12. An electronic device, characterized in that, being a centralized network controller, CNC, in a time sensitive network, TSN, system, the TSN system further comprising a plurality of bridges, the plurality of bridges comprising at least one TSN bridge device and a mobile communication system, the electronic device comprising:

13. An electronic device, being a device in a plurality of bridges of a time sensitive network, TSN, system, the TSN system further comprising a centralized network controller, CNC, the plurality of bridges including at least one TSN bridge device and a mobile communications system, the electronic device comprising:

14. A time sensitive network, TSN, system, the TSN system comprising a centralized network controller, CNC, and a plurality of bridges, the plurality of bridges comprising at least one TSN bridge device and a mobile communications system;

15. An electronic device comprising a transceiver and a processor, the electronic device being a centralized network controller, CNC, in a time sensitive network, TSN, system, the TSN system further comprising a plurality of bridges, the plurality of bridges comprising at least one TSN bridge device and a mobile communications system;

16. An electronic device comprising a transceiver and a processor, the electronic device being a device in a plurality of bridges of a time sensitive network, TSN, system, the TSN system further comprising a centralized network controller, CNC, the plurality of bridges comprising at least one TSN bridge device and a mobile communications system;

17. An electronic device, comprising: processor, memory and program stored on the memory and executable on the processor, which when executed by the processor implements the steps of the method according to any one of claims 1 to 8.

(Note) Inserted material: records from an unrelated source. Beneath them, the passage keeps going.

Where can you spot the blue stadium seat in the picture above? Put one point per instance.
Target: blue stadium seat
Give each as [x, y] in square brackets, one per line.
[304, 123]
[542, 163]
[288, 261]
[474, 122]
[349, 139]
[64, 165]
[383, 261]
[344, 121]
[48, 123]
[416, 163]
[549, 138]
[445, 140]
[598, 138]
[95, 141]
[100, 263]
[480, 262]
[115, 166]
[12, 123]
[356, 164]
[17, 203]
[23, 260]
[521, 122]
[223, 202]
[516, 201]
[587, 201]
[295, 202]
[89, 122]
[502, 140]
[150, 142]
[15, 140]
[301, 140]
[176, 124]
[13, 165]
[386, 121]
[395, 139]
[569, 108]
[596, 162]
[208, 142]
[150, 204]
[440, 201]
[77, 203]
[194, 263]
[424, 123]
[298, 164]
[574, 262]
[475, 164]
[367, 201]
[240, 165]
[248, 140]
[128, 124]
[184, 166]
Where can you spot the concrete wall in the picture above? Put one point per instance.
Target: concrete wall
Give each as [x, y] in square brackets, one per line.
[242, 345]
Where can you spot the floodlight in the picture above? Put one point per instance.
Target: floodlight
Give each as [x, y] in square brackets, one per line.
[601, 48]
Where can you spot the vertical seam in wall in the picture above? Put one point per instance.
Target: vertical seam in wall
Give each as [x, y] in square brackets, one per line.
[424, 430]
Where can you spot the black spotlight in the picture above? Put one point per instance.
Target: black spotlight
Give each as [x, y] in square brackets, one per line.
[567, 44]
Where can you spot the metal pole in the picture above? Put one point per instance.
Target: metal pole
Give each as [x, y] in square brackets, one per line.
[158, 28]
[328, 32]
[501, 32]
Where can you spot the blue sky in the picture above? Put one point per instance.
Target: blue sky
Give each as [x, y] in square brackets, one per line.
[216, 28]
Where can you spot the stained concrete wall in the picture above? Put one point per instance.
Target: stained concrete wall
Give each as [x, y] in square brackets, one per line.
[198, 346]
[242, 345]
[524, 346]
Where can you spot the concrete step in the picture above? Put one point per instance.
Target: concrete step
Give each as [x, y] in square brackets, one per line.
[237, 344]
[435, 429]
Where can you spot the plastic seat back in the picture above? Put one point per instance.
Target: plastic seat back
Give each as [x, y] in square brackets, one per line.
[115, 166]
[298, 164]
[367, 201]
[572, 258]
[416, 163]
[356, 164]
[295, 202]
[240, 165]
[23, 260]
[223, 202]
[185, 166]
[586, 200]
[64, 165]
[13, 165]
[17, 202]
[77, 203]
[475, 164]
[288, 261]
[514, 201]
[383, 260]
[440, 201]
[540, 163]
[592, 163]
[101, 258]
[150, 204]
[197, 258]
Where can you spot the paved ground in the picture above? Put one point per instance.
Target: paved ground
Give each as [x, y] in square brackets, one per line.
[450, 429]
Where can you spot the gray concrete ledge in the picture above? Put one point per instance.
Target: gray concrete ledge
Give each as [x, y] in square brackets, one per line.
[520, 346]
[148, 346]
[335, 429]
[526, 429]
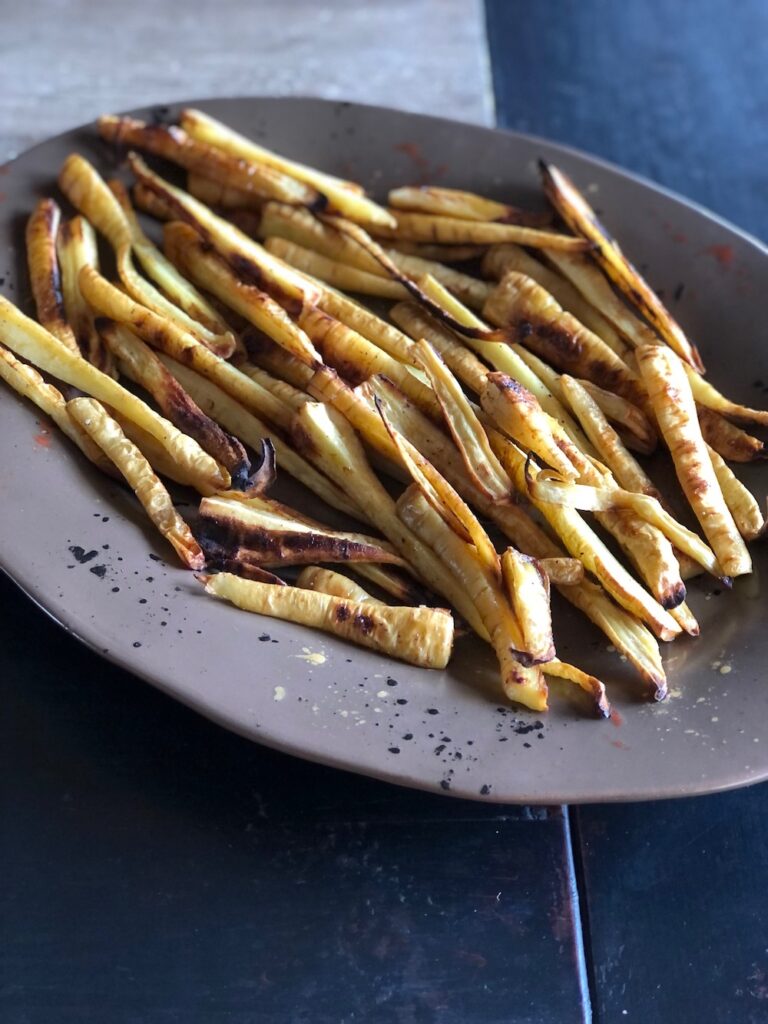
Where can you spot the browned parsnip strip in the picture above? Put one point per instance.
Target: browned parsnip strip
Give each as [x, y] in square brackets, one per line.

18. An electronic device, comprising: processor, memory and program stored on the memory and executable on the processor, which when executed by the processor implements the steps of the method according to any one of claims 9 to 10.

19. A computer-readable storage medium, having stored thereon a computer program which, when executed by a processor, carries out the steps of the method of any one of claims 1 to 8; or which computer program, when being executed by a processor, carries out the steps of the method of any one of claims 9 to 10.